South Carolina Rep Nancy Mace greets supporters at a Trump rally in February 2024 (Getty Images)
South Carolina Rep Nancy Mace greets supporters at a Trump rally in February 2024 (Getty Images)

South Carolina Rep Nancy Mace is once again the victory of a Republican primary election against an opponent backed by a prominent foe.

The congresswoman won the Republican primary in South Carolina’s 1st congressional district over challengers Catherine Templeton and William Young; as votes came in, Mace pulled to an early lead and was declared the victor early on Tuesday evening.

Her victory comes after former House Speaker Kevin McCarthy targeted her as one of the eight Republicans responsible for kicking him out of the speaker’s chair last fall.

Mace’s defection, along with seven others, laid the groundwork for McCarthy’s downfall and eventual ouster from Congress less than a year after he took the job. The act was the first time a speaker has been removed in modern history.

McCarthy backed Templeton in her efforts to unseat the congresswoman but Mace managed to secure the dual endorsements of Donald Trump, de facto leader of the GOP, and Mike Johnson, McCarthy’s replacement as speaker of the House. As a result, her win in the Republican primary was anything but a surprise.

What was arguably more surprising was Mace’s ability to maintain those relationships, given her occasional troublemaking for the Republican caucus in the House, as well as the fact that she was forced to run against Trump’s endorsed candidate, Katie Arrington, in the first district in 2022.

Since then, she has repaired her ties with Trumpworld, a prospect made easier by the fact that she declined to criticize the ex-president even after he backed her opponent.

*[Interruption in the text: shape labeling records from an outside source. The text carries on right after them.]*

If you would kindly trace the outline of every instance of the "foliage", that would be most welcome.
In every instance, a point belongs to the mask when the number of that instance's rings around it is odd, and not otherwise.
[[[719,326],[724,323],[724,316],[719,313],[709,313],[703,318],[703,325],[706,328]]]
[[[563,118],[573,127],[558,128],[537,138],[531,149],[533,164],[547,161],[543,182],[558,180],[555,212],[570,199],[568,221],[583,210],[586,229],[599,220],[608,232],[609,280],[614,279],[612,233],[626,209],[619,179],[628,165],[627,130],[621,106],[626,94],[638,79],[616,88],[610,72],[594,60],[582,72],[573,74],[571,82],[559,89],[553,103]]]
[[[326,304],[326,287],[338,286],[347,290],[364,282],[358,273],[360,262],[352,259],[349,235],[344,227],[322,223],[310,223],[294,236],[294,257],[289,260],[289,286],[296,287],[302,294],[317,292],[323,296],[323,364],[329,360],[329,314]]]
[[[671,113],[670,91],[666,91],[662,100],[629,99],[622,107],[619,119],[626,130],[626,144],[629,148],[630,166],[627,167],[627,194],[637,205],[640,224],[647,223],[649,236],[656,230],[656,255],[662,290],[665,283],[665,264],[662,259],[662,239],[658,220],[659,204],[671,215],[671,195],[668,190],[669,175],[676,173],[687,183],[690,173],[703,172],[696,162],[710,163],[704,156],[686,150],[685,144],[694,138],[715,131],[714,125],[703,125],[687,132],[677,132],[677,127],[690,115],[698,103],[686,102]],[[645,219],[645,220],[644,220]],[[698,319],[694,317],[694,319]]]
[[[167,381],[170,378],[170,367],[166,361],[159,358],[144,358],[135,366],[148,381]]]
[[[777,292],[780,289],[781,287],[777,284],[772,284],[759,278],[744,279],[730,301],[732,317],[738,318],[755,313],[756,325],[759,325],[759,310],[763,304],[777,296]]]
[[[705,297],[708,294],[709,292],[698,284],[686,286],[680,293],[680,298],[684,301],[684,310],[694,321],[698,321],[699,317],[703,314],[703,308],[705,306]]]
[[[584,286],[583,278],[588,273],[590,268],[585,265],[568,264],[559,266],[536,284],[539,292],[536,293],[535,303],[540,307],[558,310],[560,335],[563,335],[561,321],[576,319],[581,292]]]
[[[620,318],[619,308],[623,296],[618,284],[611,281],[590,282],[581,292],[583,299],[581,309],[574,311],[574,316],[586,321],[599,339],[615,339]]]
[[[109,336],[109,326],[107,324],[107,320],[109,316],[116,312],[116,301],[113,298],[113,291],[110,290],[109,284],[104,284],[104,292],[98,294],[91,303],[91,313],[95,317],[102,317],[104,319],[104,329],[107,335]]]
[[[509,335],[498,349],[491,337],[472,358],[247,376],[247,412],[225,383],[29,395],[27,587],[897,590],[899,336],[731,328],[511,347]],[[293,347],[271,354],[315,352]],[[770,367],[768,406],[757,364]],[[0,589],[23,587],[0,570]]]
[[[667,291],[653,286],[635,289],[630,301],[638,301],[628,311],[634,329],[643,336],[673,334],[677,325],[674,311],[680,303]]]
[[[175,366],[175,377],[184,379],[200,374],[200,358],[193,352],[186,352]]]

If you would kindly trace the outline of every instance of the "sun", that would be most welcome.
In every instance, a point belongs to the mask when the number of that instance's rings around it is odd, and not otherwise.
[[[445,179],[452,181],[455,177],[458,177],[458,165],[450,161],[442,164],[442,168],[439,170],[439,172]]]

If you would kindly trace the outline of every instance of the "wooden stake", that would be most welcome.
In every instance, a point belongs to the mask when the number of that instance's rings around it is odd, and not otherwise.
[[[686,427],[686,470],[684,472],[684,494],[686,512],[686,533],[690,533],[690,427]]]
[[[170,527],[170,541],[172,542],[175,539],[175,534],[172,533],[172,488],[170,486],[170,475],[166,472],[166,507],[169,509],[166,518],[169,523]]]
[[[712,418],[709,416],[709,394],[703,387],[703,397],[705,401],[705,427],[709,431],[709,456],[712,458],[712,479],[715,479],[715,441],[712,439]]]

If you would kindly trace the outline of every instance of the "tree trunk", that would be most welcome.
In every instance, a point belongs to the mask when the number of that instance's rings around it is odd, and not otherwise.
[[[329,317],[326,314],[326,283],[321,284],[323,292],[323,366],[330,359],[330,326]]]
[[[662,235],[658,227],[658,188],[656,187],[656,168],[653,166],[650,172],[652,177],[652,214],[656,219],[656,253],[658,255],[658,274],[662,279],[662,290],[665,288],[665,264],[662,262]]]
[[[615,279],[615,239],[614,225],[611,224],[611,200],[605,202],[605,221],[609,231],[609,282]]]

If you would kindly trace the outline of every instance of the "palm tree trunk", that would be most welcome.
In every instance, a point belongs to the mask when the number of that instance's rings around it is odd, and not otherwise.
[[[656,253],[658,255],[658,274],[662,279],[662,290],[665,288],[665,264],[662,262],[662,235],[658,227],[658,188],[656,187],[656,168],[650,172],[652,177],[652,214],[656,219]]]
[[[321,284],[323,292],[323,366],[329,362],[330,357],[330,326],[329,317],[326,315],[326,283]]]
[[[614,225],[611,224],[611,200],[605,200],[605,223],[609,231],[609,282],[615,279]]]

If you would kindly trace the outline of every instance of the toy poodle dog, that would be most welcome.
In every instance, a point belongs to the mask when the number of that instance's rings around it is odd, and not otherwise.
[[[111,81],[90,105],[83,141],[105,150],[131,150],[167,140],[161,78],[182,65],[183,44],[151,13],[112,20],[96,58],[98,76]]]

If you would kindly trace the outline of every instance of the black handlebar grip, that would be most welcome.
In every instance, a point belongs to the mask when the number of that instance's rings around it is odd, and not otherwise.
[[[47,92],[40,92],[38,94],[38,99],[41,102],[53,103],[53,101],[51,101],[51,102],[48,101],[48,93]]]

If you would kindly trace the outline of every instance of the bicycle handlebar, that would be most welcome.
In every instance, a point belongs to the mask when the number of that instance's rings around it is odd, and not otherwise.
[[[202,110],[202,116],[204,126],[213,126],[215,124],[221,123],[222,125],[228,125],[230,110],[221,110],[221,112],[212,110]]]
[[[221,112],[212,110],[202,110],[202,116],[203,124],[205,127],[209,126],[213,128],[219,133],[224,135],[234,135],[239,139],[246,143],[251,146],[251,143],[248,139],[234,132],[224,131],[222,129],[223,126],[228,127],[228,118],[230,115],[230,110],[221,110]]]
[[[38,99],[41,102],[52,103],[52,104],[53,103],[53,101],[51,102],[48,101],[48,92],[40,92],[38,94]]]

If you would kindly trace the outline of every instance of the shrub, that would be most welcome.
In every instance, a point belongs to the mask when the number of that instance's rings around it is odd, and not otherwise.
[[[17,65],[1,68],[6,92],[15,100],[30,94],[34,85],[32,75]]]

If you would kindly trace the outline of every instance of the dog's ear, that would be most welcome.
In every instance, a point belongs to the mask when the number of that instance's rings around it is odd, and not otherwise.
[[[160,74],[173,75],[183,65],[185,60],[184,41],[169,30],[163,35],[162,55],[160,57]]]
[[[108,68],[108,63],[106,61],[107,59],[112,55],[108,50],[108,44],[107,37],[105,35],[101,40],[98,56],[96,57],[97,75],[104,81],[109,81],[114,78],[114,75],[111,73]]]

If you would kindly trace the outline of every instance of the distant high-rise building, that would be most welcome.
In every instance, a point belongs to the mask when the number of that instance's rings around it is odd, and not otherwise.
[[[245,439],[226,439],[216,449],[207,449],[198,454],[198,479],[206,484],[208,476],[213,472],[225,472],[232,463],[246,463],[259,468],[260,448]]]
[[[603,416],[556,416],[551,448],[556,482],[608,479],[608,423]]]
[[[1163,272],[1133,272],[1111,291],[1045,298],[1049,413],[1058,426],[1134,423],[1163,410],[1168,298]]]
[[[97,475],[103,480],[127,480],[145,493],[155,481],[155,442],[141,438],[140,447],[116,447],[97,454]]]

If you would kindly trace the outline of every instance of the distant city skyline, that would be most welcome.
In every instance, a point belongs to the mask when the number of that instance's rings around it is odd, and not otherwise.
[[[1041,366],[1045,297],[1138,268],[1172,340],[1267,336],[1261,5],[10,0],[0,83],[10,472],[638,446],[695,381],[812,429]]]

In an interview with NBC News, Mace made clear that she didn’t see McCarthy’s support for her opponent as based in any real policy differences.

“It’s about revenge,” she said. “It’s also about honesty and integrity. And my vote to oust Kevin McCarthy was about trust.”

McCarthy, for his part, has denied being on a “revenge tour” but has made clear his opposition to the eight Republicans who voted to oust him.

Matt Gaetz, long viewed as the ringleader of the group, has faced the brunt of McCarthy’s anger — the former speaker has repeatedly insisted in interviews that the Florida congresswoman had sexual intercourse with underage girls, which Gaetz firmly denies. The Justice Department declined to bring charges against the congressman after investigating the matter.

In the case of Mace, McCarthy unleashed a scathing barrage against his one-time colleague in February when speaking with a gaggle of reporters.

“I hope Nancy gets the help she needs, I really do,” he said earlier this year while visiting Capitol Hill. “I just hope she gets the help to straighten out her life. I mean, she’s got a lot of challenges.”

“No one will stay working for her,” he continued. “You can’t have somebody who just flips and flops based upon what TV station she gets put on. You want someone who’s willing to work, and so I hope she gets that kind of help.”